In [1]:
import openpyxl
import xlsxwriter
import xlrd
import xlwt
import pandas as pd

  from pandas.core.computation.check import NUMEXPR_INSTALLED
  from pandas.core import (


## Writing with OpenPyXL

In [2]:
book = openpyxl.Workbook(write_only=True)

# With write_only=True, book.active doesn't work
sheet = book.create_sheet()

# This will produce a sheet with 1000 x 200 cells
for row in range(1000):
    sheet.append(list(range(200)))

book.save('openpyxl_optimized.xlsx')

## Writing with XlsxWriter

In [3]:
book = xlsxwriter.Workbook('xlsxwriter_optimized.xlsx', options={'constant_memory': True})
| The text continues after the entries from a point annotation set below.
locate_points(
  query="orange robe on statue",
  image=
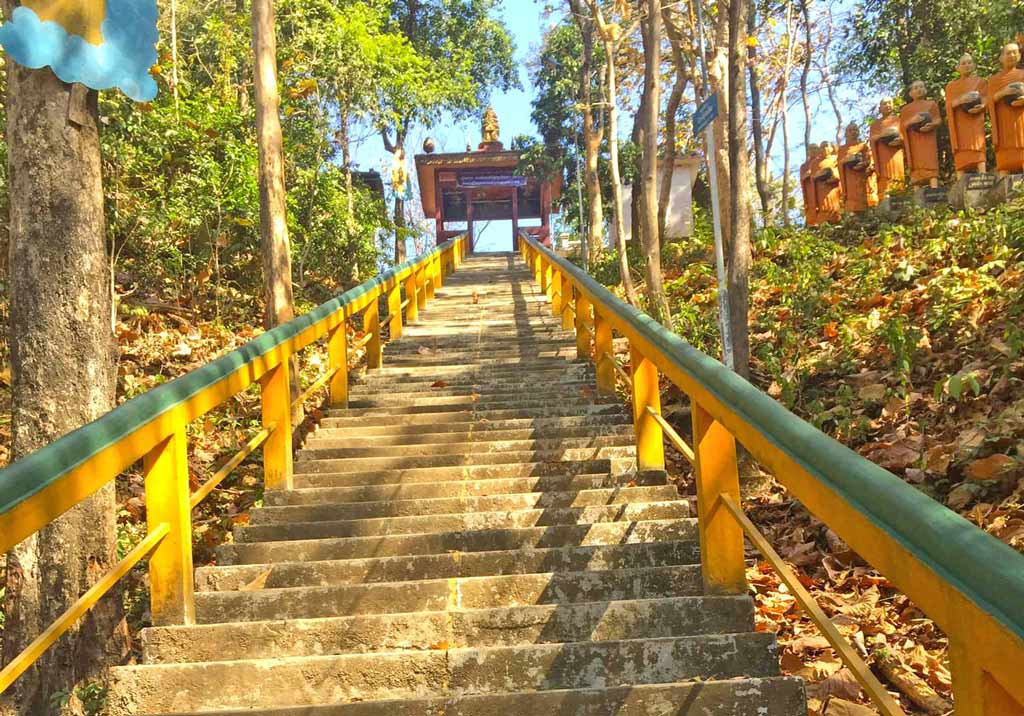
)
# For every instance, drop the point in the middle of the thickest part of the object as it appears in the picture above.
(1008, 123)
(807, 186)
(826, 188)
(922, 148)
(888, 159)
(860, 186)
(967, 131)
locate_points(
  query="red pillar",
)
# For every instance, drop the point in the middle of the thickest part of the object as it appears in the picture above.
(515, 219)
(469, 218)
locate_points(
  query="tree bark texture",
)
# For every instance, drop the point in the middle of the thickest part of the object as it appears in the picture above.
(738, 252)
(760, 166)
(274, 245)
(62, 376)
(592, 135)
(651, 245)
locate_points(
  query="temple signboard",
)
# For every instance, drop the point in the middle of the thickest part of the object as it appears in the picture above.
(493, 179)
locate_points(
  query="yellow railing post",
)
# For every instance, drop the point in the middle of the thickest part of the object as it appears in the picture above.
(569, 293)
(975, 691)
(604, 352)
(167, 502)
(421, 288)
(646, 392)
(438, 269)
(413, 307)
(555, 291)
(394, 311)
(276, 406)
(717, 473)
(337, 350)
(583, 329)
(372, 326)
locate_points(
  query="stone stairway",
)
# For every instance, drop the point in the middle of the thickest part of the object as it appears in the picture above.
(468, 538)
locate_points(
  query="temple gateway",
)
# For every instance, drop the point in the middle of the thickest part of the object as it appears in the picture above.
(482, 185)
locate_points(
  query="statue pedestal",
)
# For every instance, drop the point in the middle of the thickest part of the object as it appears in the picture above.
(896, 205)
(928, 198)
(1007, 187)
(973, 192)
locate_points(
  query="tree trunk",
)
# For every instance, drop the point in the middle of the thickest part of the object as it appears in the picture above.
(610, 50)
(738, 264)
(671, 109)
(592, 136)
(805, 75)
(64, 372)
(274, 245)
(648, 216)
(760, 166)
(719, 77)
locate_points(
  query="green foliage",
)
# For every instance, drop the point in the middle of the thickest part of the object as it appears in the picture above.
(890, 43)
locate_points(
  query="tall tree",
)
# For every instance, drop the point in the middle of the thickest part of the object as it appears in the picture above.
(470, 54)
(738, 256)
(593, 131)
(274, 246)
(62, 371)
(610, 36)
(651, 24)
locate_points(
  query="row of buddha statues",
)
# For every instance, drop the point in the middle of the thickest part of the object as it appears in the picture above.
(859, 174)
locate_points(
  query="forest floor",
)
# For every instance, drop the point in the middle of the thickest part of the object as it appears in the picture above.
(904, 341)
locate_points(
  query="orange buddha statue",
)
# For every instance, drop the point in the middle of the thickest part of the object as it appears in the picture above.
(856, 173)
(826, 184)
(918, 121)
(887, 150)
(1006, 107)
(807, 185)
(965, 112)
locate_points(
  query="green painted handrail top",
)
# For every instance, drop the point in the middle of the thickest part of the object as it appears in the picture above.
(987, 572)
(30, 475)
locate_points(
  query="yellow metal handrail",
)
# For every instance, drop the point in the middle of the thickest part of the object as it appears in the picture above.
(969, 583)
(152, 427)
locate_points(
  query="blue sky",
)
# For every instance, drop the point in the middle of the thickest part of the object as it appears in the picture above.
(526, 24)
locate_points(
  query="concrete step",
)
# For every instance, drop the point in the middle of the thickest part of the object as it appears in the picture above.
(443, 594)
(451, 673)
(334, 460)
(464, 422)
(469, 541)
(310, 473)
(460, 505)
(517, 519)
(476, 433)
(458, 488)
(452, 564)
(459, 628)
(740, 697)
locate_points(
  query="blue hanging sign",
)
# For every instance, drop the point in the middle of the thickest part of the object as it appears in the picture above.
(706, 114)
(98, 43)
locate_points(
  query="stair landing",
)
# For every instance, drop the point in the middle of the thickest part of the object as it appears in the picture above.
(469, 538)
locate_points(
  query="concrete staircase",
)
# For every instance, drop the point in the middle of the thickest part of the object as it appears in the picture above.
(469, 538)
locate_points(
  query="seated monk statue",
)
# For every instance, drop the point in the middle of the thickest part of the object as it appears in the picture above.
(918, 121)
(856, 173)
(887, 150)
(1006, 107)
(966, 115)
(826, 184)
(807, 185)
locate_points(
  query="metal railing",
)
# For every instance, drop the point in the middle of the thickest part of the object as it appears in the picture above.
(37, 490)
(968, 582)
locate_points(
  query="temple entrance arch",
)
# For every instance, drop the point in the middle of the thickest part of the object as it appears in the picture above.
(481, 185)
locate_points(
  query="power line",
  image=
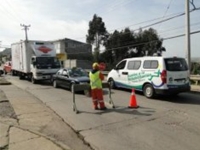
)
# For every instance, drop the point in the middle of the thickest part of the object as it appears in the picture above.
(132, 45)
(166, 12)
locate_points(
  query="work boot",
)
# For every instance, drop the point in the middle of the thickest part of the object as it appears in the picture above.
(104, 108)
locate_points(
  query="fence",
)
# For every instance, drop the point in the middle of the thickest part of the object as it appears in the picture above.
(195, 78)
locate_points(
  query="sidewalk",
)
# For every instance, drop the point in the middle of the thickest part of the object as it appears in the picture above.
(195, 88)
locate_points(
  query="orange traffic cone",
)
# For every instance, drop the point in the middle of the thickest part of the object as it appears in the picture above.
(133, 102)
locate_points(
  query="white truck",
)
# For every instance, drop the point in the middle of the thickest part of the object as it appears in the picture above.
(35, 60)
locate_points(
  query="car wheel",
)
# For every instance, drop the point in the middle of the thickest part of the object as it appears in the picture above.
(71, 87)
(55, 85)
(148, 91)
(5, 72)
(112, 83)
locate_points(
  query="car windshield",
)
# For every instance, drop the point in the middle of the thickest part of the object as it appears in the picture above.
(47, 62)
(77, 72)
(176, 64)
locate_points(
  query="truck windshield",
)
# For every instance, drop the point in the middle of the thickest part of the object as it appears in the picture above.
(47, 62)
(176, 64)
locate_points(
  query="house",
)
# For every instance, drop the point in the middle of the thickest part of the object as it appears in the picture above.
(69, 51)
(5, 55)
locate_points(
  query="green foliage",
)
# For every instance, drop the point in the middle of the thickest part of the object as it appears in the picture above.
(121, 44)
(195, 68)
(126, 44)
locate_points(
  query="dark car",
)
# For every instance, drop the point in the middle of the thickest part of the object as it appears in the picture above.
(66, 77)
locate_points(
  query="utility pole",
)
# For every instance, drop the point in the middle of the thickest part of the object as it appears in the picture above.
(187, 37)
(26, 27)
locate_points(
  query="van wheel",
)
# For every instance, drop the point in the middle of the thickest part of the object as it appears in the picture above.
(148, 91)
(33, 80)
(71, 87)
(112, 83)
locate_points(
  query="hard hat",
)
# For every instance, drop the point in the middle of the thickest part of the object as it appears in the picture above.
(95, 65)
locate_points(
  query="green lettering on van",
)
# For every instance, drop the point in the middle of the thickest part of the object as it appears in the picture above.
(137, 76)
sheet = book.add_worksheet()

# This will produce a sheet with 1000 x 200 cells
for row in range(1000):
    sheet.write_row(row, 0, list(range(200)))
    
book.close()

## Reading with xlrd

In [4]:
with xlrd.open_workbook('excel_files/stores.xls', on_demand=True) as book:
    with pd.ExcelFile(book, engine='xlrd') as f:
        df = pd.read_excel(f, sheet_name=0, skiprows=1)
        
df

Unnamed: 0.1,Unnamed: 0,Store,Employees,Manager,Since,Flagship
0,,New York,10,Sarah,2018-07-20,False
1,,San Francisco,12,Neriah,2019-11-02,MISSING
2,,Chicago,4,Katelin,2020-01-31,
3,,Boston,5,Georgiana,2017-04-01,True
4,,Washington DC,3,Evan,NaT,False
5,,Las Vegas,11,Paul,2020-01-06,False


## Reading with OpenPyXL

In [5]:
book = openpyxl.load_workbook('excel_files/big.xlsx',
                              data_only=True,
                              read_only=True,
                              keep_links=False)  # keep_links=False makes performance faster

# Perform the designed read operations here
book.close()  # Required with read_only=True

## Reading in Parallel 

### Reading by iteration

In [6]:
%%time
data = pd.read_excel('excel_files/big.xlsx', sheet_name=None, engine='openpyxl')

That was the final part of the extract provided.